I got the phone call on Saturday.
My mom had been admitted to intensive care in Duluth.
I got in the car. With me was my eldest daughter, Leah. After explaining to her bosses at the wondrous bakery where she works what the need was, they sent her on her way with a bag full of cookies and hearts full of concern. Both travelled well with us.
We got to the hospital and there was my tiny mother hooked up to many things. Her medical issues were many; the presenting chief among them was pneumonia.
There was church to do the next morning. The culmination of a new thing – a spring stewardship focus – was on the docket.
I needed to stay in Duluth. My heart could not imagine leaving. So I called a good and tender man who agreed to preach, leaving me free to be daughter and sister and mom.
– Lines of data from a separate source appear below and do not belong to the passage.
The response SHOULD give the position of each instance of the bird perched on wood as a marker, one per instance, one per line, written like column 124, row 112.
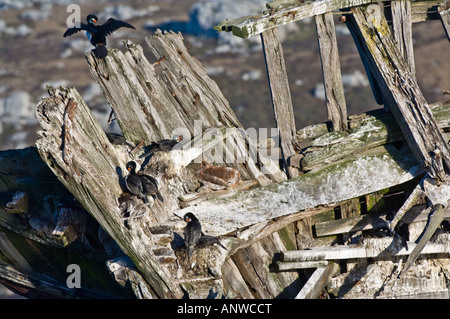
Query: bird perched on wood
column 193, row 235
column 141, row 185
column 97, row 33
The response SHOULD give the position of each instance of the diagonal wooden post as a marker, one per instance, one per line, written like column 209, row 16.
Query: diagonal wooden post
column 281, row 95
column 331, row 71
column 402, row 30
column 399, row 87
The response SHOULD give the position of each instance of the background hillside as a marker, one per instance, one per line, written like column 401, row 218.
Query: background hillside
column 34, row 54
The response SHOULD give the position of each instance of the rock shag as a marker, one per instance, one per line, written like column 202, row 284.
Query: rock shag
column 141, row 186
column 193, row 235
column 97, row 33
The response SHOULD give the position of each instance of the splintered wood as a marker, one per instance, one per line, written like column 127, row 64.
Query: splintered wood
column 69, row 113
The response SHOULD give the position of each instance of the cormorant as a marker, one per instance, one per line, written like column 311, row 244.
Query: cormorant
column 150, row 186
column 141, row 185
column 193, row 235
column 97, row 33
column 134, row 183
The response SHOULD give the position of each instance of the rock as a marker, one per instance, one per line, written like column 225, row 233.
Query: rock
column 16, row 105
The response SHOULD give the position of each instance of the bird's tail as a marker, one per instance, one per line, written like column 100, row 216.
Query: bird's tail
column 101, row 51
column 190, row 252
column 158, row 194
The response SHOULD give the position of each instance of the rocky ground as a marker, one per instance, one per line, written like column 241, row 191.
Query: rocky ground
column 34, row 55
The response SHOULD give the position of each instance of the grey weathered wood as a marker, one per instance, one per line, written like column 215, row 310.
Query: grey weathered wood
column 401, row 91
column 444, row 14
column 93, row 178
column 183, row 99
column 224, row 215
column 281, row 95
column 283, row 266
column 331, row 71
column 368, row 130
column 370, row 248
column 365, row 222
column 281, row 12
column 435, row 219
column 402, row 30
column 318, row 281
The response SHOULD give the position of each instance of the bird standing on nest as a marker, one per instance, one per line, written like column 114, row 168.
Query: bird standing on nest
column 193, row 235
column 141, row 185
column 97, row 33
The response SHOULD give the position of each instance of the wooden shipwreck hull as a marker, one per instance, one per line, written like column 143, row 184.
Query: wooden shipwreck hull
column 321, row 212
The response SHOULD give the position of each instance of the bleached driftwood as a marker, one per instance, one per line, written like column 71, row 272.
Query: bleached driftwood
column 370, row 248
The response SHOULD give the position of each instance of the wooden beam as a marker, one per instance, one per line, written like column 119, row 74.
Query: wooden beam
column 318, row 281
column 436, row 217
column 401, row 91
column 281, row 95
column 366, row 222
column 331, row 71
column 371, row 248
column 444, row 14
column 402, row 30
column 281, row 12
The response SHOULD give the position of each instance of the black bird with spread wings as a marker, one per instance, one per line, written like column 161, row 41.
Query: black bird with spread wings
column 97, row 33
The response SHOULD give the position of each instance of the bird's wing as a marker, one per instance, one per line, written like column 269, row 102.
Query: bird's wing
column 112, row 25
column 149, row 180
column 133, row 184
column 74, row 30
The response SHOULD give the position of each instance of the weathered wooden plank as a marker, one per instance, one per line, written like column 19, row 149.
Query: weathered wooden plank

My mother was moved the next morning to a regular room. This is good. They are seeking to understand how her health got so fritsy and what those spots on her liver are and there are questions that need answering and plans to be made but this I know:
Tenderness is an exquisite thing.
I feel it holding me and my mother and our family and while seeing She Who Must Be Obeyed hooked up and weakened is the stuff of child angst, I know her to be wise and strong and she will encounter this as she has the rest of her life: with surety and grace.
And we who are her children will live as we have been taught. We are led by a woman who taught skating lessons for years. And when we fell really hard and she saw it, she did not come swooping up to hold us in our pain. She was present from across the rink, assessing our ability to get up and skate on.
She believed in our strength.
With surety and grace we will learn our way.